There is, in short, no unique solution to the problem of defining the requirements for an operating system. The wide range of systems in existence shows that different requirements can result in a large variety of solutions for different environments. For example, the requirements for VxWorks, a realtime operating system for embedded systems, must have been substantially different from those for MVS, a large multiuser, multiaccess operating system for IBM mainframes. Specifying and designing an operating system is a highly creative task. Although no textbook can tell you how to do it, general principles have been developed in the field of software engineering, and we turn now to a discussion of some of these principles.
Mechanisms and Policies
One important principle is the separation of policy from mechanism. Mechanisms determine how to do something; policies determine what will be done. For example, the timer construct (see Section 1.5.2) is a mechanism for ensuring CPU protection, but deciding how long the timer is to be set for a particular user is a policy decision. The separation of policy and mechanism is important for flexibility. Policies are likely to change across places or over time. In the worst case, each change in policy would require a change in the underlying mechanism. A general mechanism insensitive to changes in policy would be more desirable. A change in policy would then require redefinition of only certain parameters of the system. For instance, consider a mechanism for giving priority to certain types of programs over others. If the mechanism is properly separated from policy, it can be used to support a policy decision that I/O-intensive programs should have priority over CPU-intensive ones or to support the opposite policy. Microkernel-based operating systems (Section 2.7.3) take the separation of mechanism and policy to one extreme by implementing a basic set of primitive building blocks. These blocks are almost policy free, allowing more advanced mechanisms and policies to be added via user-created kernel modules or via user programs themselves.

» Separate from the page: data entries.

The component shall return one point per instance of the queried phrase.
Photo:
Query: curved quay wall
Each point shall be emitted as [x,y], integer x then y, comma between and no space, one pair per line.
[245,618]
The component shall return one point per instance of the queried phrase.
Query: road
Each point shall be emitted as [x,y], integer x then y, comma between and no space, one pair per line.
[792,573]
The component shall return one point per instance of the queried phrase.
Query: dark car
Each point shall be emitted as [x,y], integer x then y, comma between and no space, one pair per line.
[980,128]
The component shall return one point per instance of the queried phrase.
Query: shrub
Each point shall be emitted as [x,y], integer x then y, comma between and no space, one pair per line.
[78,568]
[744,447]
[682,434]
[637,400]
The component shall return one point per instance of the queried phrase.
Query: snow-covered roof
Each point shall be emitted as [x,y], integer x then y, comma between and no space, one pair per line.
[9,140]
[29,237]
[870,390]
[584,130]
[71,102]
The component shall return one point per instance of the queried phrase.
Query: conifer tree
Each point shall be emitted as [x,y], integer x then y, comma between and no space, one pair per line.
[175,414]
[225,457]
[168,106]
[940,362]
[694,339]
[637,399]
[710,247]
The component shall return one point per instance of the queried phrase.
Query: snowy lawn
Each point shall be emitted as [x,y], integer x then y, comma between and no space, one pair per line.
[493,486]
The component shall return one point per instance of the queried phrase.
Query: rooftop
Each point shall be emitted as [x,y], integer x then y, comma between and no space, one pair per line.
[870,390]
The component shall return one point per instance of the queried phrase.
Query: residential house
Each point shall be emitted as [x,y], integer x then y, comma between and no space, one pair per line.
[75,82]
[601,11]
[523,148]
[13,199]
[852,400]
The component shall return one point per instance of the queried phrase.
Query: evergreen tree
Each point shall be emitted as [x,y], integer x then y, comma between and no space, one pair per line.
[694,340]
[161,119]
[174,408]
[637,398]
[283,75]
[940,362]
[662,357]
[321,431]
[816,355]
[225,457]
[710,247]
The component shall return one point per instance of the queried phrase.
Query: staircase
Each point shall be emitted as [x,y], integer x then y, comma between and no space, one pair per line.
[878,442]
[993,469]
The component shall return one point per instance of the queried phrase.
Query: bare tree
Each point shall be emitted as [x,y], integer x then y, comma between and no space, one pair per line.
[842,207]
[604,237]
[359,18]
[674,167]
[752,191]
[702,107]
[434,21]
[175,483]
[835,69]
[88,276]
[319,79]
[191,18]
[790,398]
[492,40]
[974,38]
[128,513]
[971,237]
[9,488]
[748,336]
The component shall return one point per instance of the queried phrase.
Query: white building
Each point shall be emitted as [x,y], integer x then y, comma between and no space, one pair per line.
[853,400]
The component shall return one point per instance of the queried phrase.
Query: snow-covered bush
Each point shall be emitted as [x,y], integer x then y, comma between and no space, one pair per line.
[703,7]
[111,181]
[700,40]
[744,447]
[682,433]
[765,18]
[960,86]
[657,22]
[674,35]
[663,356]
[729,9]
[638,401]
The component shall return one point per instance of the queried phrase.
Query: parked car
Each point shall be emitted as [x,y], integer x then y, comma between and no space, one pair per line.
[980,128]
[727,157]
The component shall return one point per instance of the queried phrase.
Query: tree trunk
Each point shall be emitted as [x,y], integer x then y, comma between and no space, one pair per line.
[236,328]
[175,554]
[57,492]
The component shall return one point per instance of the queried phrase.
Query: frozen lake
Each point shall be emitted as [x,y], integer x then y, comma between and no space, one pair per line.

As an example, consider the history of UNIX. At first, it had a time-sharing scheduler. In the latest version of Solaris, scheduling is controlled by loadable tables. Depending on the table currently loaded, the system can be time shared, batch processing, real time, fair share, or any combination. Making the scheduling mechanism general purpose allows vast policy changes to be made with a single load-new-table command. At the other extreme is a system such as Windows, in which both mechanism and policy are encoded in the system to enforce a global look and feel. All applications have similar interfaces, because the interface itself is built into the kernel and system libraries. The Mac OS X operating system has similar functionality. Policy decisions are important for all resource allocation. Whenever it is necessary to decide whether or not to allocate a resource, a policy decision must be made. Whenever the question is how rather than what, it is a mechanism that must be determined.
Once an operating system is designed, it must be implemented. Traditionally, operating systems have been written in assembly language. Now, however, they are most commonly written in higher-level languages such as C or C++. The first system that was not written in assembly language was probably the Master Control Program (MCP) for Burroughs computers. MCP was written in a variant of ALGOL. MULTICS, developed at MIT, was written mainly in PL/1.
The Linux and Windows XP operating systems are written mostly in C, although there are some small sections of assembly code for device drivers and for saving and restoring the state of registers. The advantages of using a higher-level language, or at least a systemsimplementation language, for implementing operating systems are the same as those accrued when the language is used for application programs: The code can be written faster, is more compact, and is easier to understand and debug. In addition, improvements in compiler technology will improve the generated code for the entire operating system by simple recompilation. Finally, an operating system is far easier to port—to move to some other hardware— if it is written in a higher-level language.
For example, MS-DOS was wrftten in Intel 8088 assembly language. Consequently, it is available on only the Intel family of CPUs. The Linux operating system, in contrast, is written mostly in C and is available on a number of different CPUs, including Intel 80X86, Motorola 680X0, SPARC, and MIPS RXOO0. The only possible disadvantages of implementing an operating system in a higher-level language are reduced speed and increased storage requirements. This, however, is no longer a major issue in today's systems. Although an expert assembly-language programmer can produce efficient small routines, for large programs a modern compiler can perform complex analysis and apply sophisticated optimizations that produce excellent code. Modern processors have deep pipelining and multiple functional units that can handle complex dependencies that can overwhelm the limited ability of the human mind to keep track of details. As is true in other systems, major performance improvements in operating systems are more likely to be the result of better data structures and algorithms than of excellent assembly-language code.
In addition, although operating systems are large, only a small amount of the code is critical to high performance; the memory manager and the CPU scheduler are probably the most critical routines. After the system is written and is working correctly, bottleneck routines can be identified and can be replaced with assembly-language equivalents.
To identify bottlenecks, we must be able to monitor system performance. Code must be added to compute and display measures of system behavior. In a number of systems, the operating system does this task by producing trace listings of system behavior. All interesting events are logged with their time and important parameters and are written to a file. Later, an analysis program can process the log file to determine system performance and to identify bottlenecks and inefficiencies. These same traces can be run as input for a simulation of a suggested improved system. Traces also can help people to find errors in operating-system behavior.